Uma empresa sem chefes pode dar certo? Essa questão está cada vez mais presente em um cenário no qual as relações com o trabalho enfrentam transformações profundas e expressões como gestão horizontal, holocracia (método de gestão que distribui o poder entre os funcionários) e organização caórdica (combinação entre caos e um certo nível de ordem) ganham espaço nas discussões sobre o futuro das corporações. Em meio às buscas por novos caminhos, o personagem que mais vem sendo colocado na berlinda é o chefe. Adeptos das novas teorias o veem como a personificação de um modelo ultrapassado, baseado na hierarquia e na imposição de vontades pela opressão e o exercício do poder.

Para o professor Edmarson Bacelar Mota, coordenador do MBA de Desenvolvimento Humano de Gestores da Fundação Getulio Vargas (FGV), o chefe é mesmo uma espécie a caminho da extinção. Considerando-se a sequência projetada para a linha evolutiva do mundo corporativo, até o estilo mais democrático e inspirador de liderança pode ser interpretado como mera sobrevida de uma estrutura condenada. “A progressiva perda do poder concentrado nos chefes é parte de um processo mais amplo, relacionado à necessidade de sobrevivência das empresas”, diz o professor. “Elas são obrigadas a se adaptar gradualmente aos anseios dos profissionais por maior autonomia e realização.”

Pelo que já se vê em outros países, existe a perspectiva de que um número crescente de empresas instaladas no Brasil caminhe nos próximos anos em direção ao modelo de gestão horizontal. Isso quer dizer que o poder deixará de ser marcadamente exercido de forma vertical, de cima para baixo, para ser diluído entre a equipe, de maneira que todos se tornem responsáveis, em conjunto, pelas decisões.

Nas empresas que aboliram a figura do chefe ou reduziram a carga de poder por ele exercida, cada projeto ganha uma configuração própria, com equipes sendo definidas por afinidade com o tema e as lideranças aflorando naturalmente por influência de fatores como a formação, a experiência com o assunto ou o nível de dedicação ao projeto – mas nunca pela imposição do rótulo “oficial” de líder.
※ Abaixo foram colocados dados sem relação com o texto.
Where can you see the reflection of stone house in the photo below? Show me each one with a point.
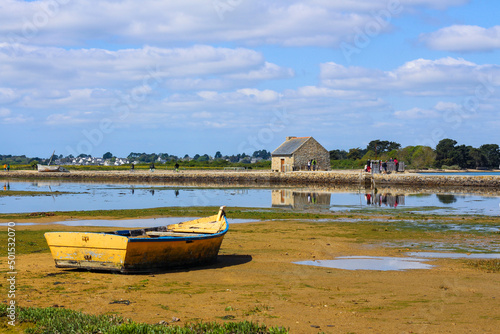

Assim, quem é reconhecido como referência em um certo momento assume o papel de aprendiz em outro, de tal forma que as incumbências e as responsabilidades tradicionalmente associadas a um chefe se tornam transitórias e compartilhadas. Do ponto de vista de quem trabalha nessas empresas, é como ter encontrado um meio-termo entre a rigidez da estrutura corporativa convencional e a autonomia proporcionada pelo empreendedorismo.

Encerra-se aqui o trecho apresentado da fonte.